Veterinary Forum October 2002, (pp. 62-65)
(Oversight: COBTA; EB approved 11/00; revised 03/05; 04/09)
Compounding is the manipulation of a drug, other than in accordance with the FDA approved label, to make a different formulation of the drug to meet the needs of a specific patient.
Veterinarians need to be aware that compounding, including formulation in a novel drug delivery system (e.g. transdermal), may impact the absorption and depletion of a drug. This may result in drug concentrations that are above or below the therapeutic range and lead to the development of an adverse drug event, including therapeutic failure. In order to minimize the risk of adverse events associated with compounded drugs, the following actions are recommended:
1. The decision to use a compounded drug should be veterinarian (not pharmacist) driven, based on a veterinarian-client-patient relationship. Whenever possible the veterinarian should make that decision utilizing evidence-based medicine.

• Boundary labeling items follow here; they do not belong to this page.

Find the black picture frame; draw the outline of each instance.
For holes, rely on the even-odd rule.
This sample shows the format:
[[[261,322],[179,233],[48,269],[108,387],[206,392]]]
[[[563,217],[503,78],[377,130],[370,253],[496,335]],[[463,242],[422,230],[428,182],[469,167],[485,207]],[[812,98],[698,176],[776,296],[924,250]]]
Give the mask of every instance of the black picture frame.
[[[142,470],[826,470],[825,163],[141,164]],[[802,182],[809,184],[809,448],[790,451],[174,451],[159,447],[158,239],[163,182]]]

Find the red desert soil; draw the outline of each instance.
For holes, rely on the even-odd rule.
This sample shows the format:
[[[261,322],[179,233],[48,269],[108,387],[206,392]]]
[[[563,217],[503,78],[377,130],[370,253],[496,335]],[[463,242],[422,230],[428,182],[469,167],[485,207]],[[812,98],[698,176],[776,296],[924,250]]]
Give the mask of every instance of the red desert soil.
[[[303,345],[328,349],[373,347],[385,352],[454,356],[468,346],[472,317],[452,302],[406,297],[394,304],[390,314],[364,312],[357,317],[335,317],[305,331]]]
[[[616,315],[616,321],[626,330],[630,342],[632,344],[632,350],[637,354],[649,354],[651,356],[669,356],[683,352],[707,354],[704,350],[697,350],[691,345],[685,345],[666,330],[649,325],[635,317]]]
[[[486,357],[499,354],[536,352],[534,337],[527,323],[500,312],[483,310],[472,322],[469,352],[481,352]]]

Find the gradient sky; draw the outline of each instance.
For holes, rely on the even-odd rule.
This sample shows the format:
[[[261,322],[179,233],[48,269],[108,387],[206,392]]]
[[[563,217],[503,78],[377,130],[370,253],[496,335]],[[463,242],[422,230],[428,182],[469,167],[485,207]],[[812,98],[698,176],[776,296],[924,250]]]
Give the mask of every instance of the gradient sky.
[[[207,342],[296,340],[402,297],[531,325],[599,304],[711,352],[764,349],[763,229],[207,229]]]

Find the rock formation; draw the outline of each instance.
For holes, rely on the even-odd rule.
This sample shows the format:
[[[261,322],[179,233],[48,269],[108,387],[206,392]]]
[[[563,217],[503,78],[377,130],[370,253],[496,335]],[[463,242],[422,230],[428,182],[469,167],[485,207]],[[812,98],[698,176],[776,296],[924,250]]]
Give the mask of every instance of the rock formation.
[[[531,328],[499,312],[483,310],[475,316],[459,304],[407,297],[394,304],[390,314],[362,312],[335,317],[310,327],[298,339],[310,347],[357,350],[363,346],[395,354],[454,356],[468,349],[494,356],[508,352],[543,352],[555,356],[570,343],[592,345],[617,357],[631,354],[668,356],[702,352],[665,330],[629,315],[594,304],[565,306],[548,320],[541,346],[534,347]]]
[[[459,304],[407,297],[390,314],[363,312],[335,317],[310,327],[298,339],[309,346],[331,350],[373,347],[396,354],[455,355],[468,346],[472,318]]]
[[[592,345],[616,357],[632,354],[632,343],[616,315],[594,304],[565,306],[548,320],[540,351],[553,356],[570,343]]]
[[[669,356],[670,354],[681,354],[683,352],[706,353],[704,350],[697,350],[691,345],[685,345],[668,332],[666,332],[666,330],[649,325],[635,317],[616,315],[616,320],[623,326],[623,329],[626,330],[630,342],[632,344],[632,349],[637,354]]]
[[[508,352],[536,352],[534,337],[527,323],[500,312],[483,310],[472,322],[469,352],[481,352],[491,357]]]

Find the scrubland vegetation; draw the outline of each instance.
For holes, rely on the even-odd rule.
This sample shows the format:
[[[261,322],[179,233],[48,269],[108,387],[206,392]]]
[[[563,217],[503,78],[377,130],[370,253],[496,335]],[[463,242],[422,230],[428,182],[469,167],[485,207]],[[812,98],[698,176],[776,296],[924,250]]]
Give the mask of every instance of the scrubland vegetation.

2. Compounding must be implemented in compliance with the Animal Medicinal Drug Use Clarification Act (AMDUCA) and the FDA Compliance Policy Guide 608.400 titled Compounding of Drugs for Use in Animals. Use of compounded drugs in food animals is accompanied by food safety concerns that preclude their use unless information exists to assure avoidance of illegal tissue residues.
3. Use of a compounded drug should be limited to:
Those drugs for which both safety and efficacy have been demonstrated in the compounded form in the target species;
Disease conditions for which response to therapy or drug concentration can be monitored; or
Those individual patients for which no other method or route of drug delivery is practical.
4. Use of a compounded drug should be accompanied by the same precautions followed when using an approved drug, including counseling of the client regarding potential adverse reactions and attention to the potential for unintended human or animal exposure to the drug.
One element in evaluating the quality of a compounding pharmacy is whether the pharmacy is accredited by an independent accreditation body. For example, the Pharmacy Compounding Accreditation Board (PCAB) offers accreditation to compounding pharmacies that meet high quality and practice standards.
Further information and a listing of PCAB-accredited pharmacies are available at www.pcab.org. Be aware that independent accreditation is different from association or professional training center memberships that may lack quality assurance programs and inspections.